Indiquez maintenant que vous prenez parallèlement des cours de chinois. Là, tout change. Visages ébaubis et compliments extasiés devant cette "langue remarquable".
Demandez alors aux convives ce qu'ils savent de ces deux idiomes. Priez-les d'avancer un ou deux arguments linguistiques à l'appui de la hiérarchie qu'ils viennent d'établir. Et observez. A moins de participer par inadvertance à l'assemblée générale de la linguistique comparée, vous obtiendrez en général un silence gêné. Auquel cas, n'insistez pas trop : vous risqueriez de perdre un ou deux amis...
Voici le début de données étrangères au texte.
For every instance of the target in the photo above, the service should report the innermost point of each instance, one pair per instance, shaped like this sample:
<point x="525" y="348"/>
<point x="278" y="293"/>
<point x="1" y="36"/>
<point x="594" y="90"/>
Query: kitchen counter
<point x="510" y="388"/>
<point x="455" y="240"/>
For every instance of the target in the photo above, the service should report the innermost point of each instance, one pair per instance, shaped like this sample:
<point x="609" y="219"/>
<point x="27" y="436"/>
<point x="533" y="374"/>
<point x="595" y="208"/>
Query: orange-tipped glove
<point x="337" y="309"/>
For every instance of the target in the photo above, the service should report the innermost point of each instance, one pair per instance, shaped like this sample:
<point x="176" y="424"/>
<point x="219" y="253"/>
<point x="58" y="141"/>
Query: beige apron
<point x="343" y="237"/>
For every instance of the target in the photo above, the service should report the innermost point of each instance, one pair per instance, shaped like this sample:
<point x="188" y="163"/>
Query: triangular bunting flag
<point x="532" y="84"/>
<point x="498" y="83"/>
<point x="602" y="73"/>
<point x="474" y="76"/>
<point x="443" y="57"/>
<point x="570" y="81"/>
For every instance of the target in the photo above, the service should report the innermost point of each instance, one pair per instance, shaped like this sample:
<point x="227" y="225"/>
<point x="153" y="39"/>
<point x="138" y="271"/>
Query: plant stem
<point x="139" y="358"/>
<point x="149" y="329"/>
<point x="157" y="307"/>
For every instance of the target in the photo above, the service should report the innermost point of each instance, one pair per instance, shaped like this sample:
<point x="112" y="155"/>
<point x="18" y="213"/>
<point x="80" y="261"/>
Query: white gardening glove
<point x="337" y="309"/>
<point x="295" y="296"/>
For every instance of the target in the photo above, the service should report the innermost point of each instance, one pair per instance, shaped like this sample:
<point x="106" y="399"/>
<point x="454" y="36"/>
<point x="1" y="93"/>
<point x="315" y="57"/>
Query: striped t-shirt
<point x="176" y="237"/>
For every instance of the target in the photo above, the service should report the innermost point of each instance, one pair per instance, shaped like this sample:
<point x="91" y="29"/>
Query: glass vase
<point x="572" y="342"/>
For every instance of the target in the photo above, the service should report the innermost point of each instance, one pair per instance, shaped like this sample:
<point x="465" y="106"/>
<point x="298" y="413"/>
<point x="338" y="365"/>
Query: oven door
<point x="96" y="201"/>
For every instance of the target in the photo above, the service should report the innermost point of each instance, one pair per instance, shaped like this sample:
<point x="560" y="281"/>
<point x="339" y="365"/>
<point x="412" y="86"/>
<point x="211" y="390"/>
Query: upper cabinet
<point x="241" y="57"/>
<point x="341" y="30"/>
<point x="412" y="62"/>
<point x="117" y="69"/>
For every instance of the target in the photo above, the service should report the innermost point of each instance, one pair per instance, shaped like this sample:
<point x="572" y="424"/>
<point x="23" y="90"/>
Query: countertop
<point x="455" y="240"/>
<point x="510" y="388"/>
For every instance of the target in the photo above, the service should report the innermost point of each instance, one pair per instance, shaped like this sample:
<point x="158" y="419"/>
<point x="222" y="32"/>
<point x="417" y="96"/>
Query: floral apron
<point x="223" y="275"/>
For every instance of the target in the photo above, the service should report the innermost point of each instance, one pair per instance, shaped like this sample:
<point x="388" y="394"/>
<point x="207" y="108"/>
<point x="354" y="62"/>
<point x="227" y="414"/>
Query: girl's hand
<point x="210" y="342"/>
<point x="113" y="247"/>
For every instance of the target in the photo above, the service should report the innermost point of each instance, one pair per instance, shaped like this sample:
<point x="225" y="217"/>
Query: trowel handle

C'est ainsi. En France, on ne reçoit aucun enseignement sur les langues, mais on a un avis sur la question - tranché de surcroît. Et si j'aime prendre l'exemple du poitevin-saintongeais et du chinois, c'est qu'il permet de bien faire comprendre l'idée suivante : en général, les modes de communication des humains ne sont pas jugés selon leur valeur propre, mais selon les représentations qui y sont associées. Le chinois (le mandarin, en fait) ? La Chine évoque une grande civilisation (ce qui est vrai). Le poitevin-saintongeais ? Cela sent tellement sa province qu'il ne peut s'agir que d'un patois sans valeur aucune, tout juste bon à parler aux chèvres et à produire du chabichou. Sauf que... pas du tout.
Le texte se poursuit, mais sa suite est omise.